JERUSALEM: PART I
A bumper first crop of Jerusalem artichokes had me toying with various ways of cooking these delicious tubers. In addition to the quintessential side serving of roast veg there was creamed Jerusalem artichoke soup topped with a beautiful chestnut and parsley pesto, and the strange-but-true Jerusalem artichoke cake from Mark Diacono's 'Year at Otter Farm', which made for a surprisingly tasty variation on your more traditional, carrot-based serving.
Cream of Jerusalem artichoke soup with chestnut & parsley pesto
Jerusalem artichoke cake
JERUSALEM: PART II
This beautiful bounty also led splendidly into my first of the month's book selection: Jerusalem by Yotam Ottolenghi & Sami Tamimi. The aforementioned j-chokes were roasted with chicken and lemon, there was some comforting lamb- and pine nut-stuffed aubergine, and the quick lemon pickle that went with his fish & caper kebabs with smoked aubergine was as bold, punchy and delicious as you'd expect.
Roasted chicken with Jerusalem artichoke and lemon
Stuffed aubergine with lamb and pine nuts
Fish & caper kebabs with burnt aubergine and lemon pickle
A CHANGE OF APETITE
I've been a latecomer to the delights offered by Diana Henry, but with a couple of her tomes now happily ensconced on the shelves it was time to start giving them a serious look.
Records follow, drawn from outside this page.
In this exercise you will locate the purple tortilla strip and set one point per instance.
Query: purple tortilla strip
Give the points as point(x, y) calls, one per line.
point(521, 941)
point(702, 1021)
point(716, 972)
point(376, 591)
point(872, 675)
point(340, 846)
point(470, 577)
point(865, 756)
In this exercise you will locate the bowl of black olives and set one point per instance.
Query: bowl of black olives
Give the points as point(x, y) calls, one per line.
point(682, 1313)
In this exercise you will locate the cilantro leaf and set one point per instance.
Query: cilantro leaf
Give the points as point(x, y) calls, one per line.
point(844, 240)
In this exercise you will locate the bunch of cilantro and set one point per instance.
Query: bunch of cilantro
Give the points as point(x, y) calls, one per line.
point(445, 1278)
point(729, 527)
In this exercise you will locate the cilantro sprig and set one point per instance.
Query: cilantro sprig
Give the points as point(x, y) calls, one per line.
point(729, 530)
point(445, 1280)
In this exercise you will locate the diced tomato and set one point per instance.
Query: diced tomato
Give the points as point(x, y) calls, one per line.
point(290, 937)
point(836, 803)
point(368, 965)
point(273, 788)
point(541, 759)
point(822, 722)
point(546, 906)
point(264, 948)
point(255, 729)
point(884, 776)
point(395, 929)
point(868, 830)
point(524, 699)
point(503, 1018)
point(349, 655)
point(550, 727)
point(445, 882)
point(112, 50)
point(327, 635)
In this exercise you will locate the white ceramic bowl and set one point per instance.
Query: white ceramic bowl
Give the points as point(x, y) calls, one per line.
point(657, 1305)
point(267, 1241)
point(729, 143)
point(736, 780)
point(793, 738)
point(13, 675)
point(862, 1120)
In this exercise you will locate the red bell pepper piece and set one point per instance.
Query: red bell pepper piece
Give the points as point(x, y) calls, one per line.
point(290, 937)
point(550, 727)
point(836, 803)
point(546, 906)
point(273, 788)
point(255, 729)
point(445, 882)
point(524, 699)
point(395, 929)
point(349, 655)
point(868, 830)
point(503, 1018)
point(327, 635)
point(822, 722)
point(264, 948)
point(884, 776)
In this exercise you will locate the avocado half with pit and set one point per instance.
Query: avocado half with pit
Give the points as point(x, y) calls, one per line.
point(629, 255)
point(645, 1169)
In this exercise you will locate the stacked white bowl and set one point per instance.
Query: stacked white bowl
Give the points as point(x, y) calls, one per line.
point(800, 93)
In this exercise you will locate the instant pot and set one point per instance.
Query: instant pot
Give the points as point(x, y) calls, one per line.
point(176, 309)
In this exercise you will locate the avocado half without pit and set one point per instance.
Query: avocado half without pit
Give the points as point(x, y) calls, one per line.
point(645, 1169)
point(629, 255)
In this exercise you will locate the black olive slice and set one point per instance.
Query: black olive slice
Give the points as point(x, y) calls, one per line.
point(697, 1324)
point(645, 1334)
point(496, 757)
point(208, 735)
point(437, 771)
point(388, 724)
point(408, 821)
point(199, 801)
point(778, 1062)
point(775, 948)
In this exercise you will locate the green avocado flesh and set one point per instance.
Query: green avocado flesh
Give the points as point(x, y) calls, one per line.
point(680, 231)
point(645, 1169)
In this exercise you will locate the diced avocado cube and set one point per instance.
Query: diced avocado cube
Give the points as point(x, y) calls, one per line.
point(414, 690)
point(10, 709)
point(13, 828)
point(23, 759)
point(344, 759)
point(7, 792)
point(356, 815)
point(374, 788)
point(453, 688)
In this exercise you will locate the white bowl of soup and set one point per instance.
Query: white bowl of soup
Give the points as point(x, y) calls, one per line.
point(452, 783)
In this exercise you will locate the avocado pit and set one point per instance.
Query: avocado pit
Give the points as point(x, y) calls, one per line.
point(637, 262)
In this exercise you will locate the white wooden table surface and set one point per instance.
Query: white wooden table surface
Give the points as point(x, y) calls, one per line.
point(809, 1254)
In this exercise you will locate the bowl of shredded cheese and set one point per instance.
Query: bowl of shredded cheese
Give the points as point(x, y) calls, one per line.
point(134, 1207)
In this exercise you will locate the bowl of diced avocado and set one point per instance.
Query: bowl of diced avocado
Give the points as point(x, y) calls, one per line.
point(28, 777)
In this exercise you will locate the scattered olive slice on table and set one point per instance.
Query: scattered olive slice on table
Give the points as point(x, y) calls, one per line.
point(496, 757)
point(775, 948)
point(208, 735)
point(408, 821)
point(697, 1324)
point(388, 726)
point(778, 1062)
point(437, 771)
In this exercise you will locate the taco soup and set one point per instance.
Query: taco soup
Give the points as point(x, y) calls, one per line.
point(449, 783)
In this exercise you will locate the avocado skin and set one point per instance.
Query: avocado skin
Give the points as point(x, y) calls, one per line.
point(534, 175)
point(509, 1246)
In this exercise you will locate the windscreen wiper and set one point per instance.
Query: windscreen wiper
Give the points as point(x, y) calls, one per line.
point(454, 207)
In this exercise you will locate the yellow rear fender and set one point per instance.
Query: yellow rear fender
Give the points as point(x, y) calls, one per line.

A gorgeous Cypriot pomegranate gifted to me by one of the neighbours gave a sweet, sour kick to her bejewelled roast pumpkin with labneh and walnut gremolata, her soba noodles with broccoli, chilli and fried egg made for a nice light and refreshing lunch, and the kale, salmon and barley soup with buttermilk was also a bit of a revelation.
Roast pumpkin with labneh, walnut gremolata and pomegranate
Soba noodles with broccoli, chilli and fried egg
Kale, salmon and barley soup with buttermilk
A double challenge for this month's #IGbreadclub, as I not only made my first attempt at homemade baguettes, but tried out a different technique with Hamelman's un-kneaded, six-fold French bread. Plenty of work still to do on scoring, but they ended up looking alright and the flavour was quite nice for a commercially-yeasted bread.